L’accesso all’applicazione web di whistleblowing si basa su un software open source e avviene attraverso sistemi che, quando non vengono correttamente configurati, registrano e conservano i dati di navigazione degli utenti e consentono l’identificazione di chi la utilizzava, tra cui i potenziali segnalanti.
La struttura sanitaria sanzionata dal Garante, oltre a tale errata configurazione, non aveva provveduto a informare preventivamente i lavoratori in merito al trattamento dei dati personali (effettuato per finalità di segnalazione degli illeciti) e non aveva effettuato una valutazione di impatto privacy. Infine, è emersa una non corretta gestione delle credenziali di autenticazione per l’accesso all’applicazione web di whistleblowing da parte del Responsabile della prevenzione della corruzione e della trasparenza (Rpct), durante la fase di transizione con il suo successore.

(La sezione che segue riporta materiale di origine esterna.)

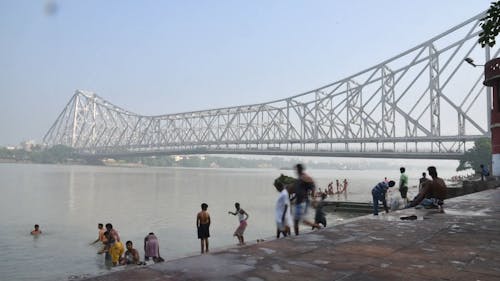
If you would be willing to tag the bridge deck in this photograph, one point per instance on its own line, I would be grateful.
(461, 244)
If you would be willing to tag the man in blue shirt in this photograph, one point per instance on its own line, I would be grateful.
(378, 194)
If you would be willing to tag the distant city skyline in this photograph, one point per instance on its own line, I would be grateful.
(160, 57)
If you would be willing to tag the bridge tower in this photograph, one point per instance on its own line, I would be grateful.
(492, 79)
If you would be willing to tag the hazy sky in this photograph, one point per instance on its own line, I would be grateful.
(159, 57)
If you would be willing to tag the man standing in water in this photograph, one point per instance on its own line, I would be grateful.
(403, 185)
(378, 194)
(36, 231)
(100, 234)
(242, 218)
(203, 225)
(283, 215)
(303, 186)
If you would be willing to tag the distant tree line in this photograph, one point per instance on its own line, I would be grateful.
(57, 154)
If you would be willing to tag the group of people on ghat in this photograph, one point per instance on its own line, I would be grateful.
(431, 193)
(301, 191)
(114, 249)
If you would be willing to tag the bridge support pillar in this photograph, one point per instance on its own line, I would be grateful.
(492, 79)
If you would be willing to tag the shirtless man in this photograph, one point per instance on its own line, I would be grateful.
(433, 192)
(304, 186)
(36, 231)
(100, 235)
(242, 219)
(203, 225)
(131, 255)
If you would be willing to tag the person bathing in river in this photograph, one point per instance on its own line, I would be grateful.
(36, 231)
(242, 218)
(304, 186)
(378, 194)
(152, 248)
(319, 217)
(283, 215)
(203, 226)
(131, 255)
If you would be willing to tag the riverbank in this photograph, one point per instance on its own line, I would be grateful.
(460, 244)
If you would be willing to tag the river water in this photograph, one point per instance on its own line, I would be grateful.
(68, 202)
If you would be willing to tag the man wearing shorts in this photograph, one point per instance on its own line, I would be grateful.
(403, 185)
(304, 185)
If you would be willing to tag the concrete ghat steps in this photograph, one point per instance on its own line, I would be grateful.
(461, 244)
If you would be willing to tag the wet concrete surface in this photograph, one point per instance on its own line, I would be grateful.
(461, 244)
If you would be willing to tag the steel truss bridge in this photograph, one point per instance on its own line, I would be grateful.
(426, 102)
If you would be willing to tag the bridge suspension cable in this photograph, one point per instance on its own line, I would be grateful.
(423, 103)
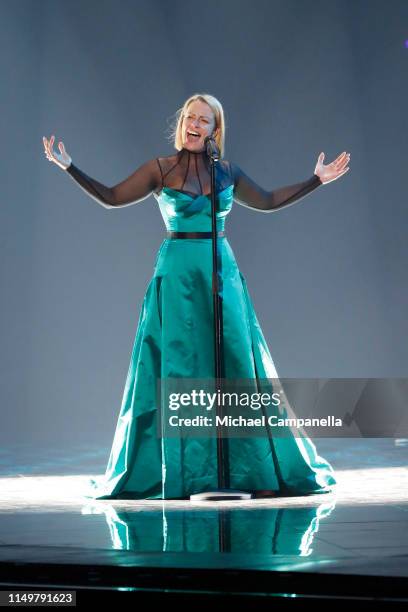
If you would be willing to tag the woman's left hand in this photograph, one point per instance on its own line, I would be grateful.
(332, 171)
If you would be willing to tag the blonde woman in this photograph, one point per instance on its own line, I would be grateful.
(174, 337)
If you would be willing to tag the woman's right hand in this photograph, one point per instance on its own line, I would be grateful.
(62, 159)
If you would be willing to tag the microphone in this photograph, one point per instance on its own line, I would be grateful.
(212, 149)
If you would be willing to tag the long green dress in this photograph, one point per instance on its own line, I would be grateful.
(174, 339)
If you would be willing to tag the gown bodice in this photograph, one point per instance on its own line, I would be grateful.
(183, 212)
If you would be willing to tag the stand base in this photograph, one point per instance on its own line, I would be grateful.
(221, 495)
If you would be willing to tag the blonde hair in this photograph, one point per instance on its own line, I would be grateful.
(218, 111)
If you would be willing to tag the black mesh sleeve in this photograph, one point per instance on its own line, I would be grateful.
(248, 193)
(136, 187)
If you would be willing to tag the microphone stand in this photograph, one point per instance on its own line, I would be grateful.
(223, 492)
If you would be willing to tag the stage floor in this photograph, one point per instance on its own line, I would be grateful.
(360, 530)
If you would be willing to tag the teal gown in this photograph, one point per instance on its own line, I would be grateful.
(174, 339)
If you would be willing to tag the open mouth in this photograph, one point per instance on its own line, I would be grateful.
(193, 135)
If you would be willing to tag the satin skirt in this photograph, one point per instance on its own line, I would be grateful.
(174, 339)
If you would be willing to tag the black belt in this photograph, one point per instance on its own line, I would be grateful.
(171, 234)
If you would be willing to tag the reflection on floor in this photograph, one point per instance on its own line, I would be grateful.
(362, 528)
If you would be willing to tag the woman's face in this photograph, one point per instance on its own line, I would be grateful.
(198, 119)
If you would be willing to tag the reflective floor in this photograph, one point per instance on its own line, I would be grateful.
(360, 529)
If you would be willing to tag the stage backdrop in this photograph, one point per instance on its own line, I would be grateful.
(327, 275)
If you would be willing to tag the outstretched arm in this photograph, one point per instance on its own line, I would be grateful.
(136, 187)
(250, 194)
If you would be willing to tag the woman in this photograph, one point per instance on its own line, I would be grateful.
(174, 337)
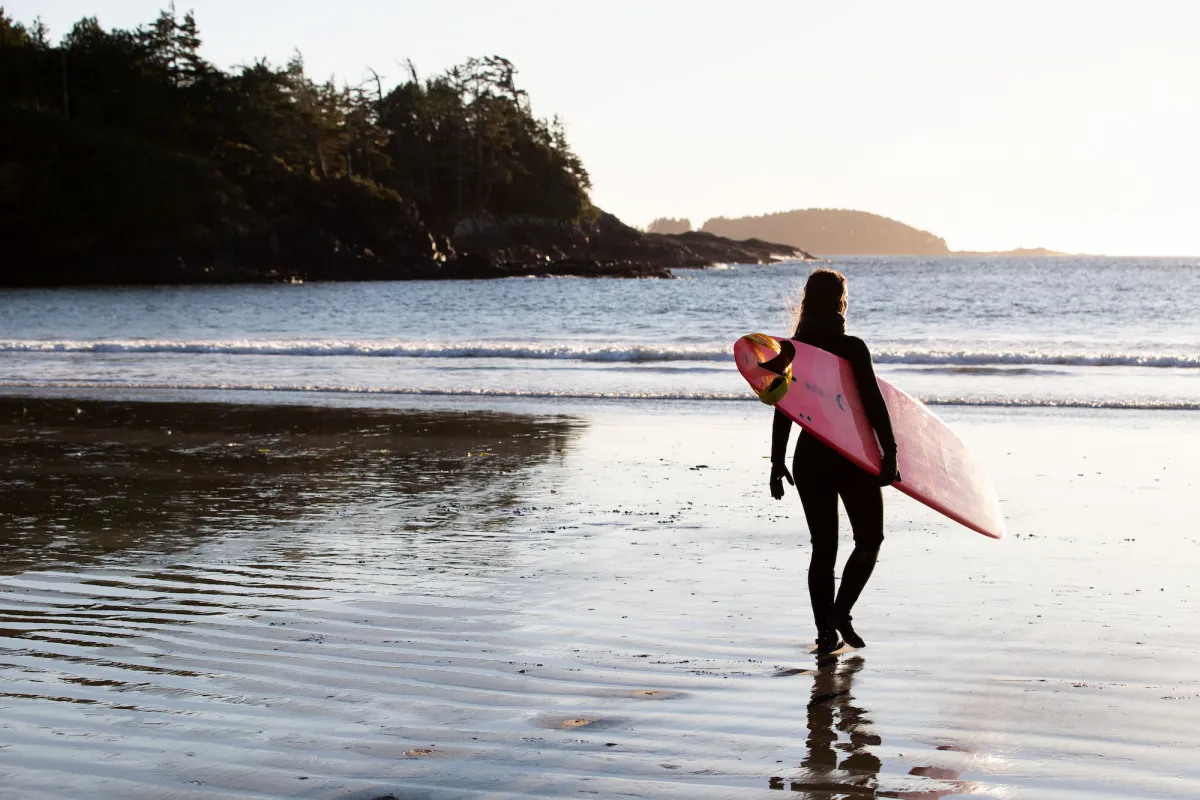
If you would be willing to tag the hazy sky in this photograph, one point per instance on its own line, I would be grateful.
(1068, 125)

La società informatica, che forniva all’azienda ospedaliera l’applicazione web di whistleblowing, durante i controlli è risultata responsabile di illeciti. Infatti, la società aveva utilizzato un fornitore esterno per il servizio di hosting dei sistemi che ospitavano l’applicativo senza dare specifiche istruzioni sul trattamento dei dati degli interessati e senza darne notizia alla struttura sanitaria. Il medesimo servizio di hosting, inoltre, è stato utilizzato per finalità interne come la gestione del rapporto di lavoro con i dipendenti o la gestione contabile e amministrativa. In entrambi i casi, senza regolare il rapporto e l’uso dei dati.
Il Garante ha sanzionato sia la struttura sanitaria sia la società informatica, con una multa di 40.000 euro, concedendo 30 giorni alla società informatica per adeguare il rapporto con il fornitore del servizio di hosting alla normativa sulla protezione dei dati personali.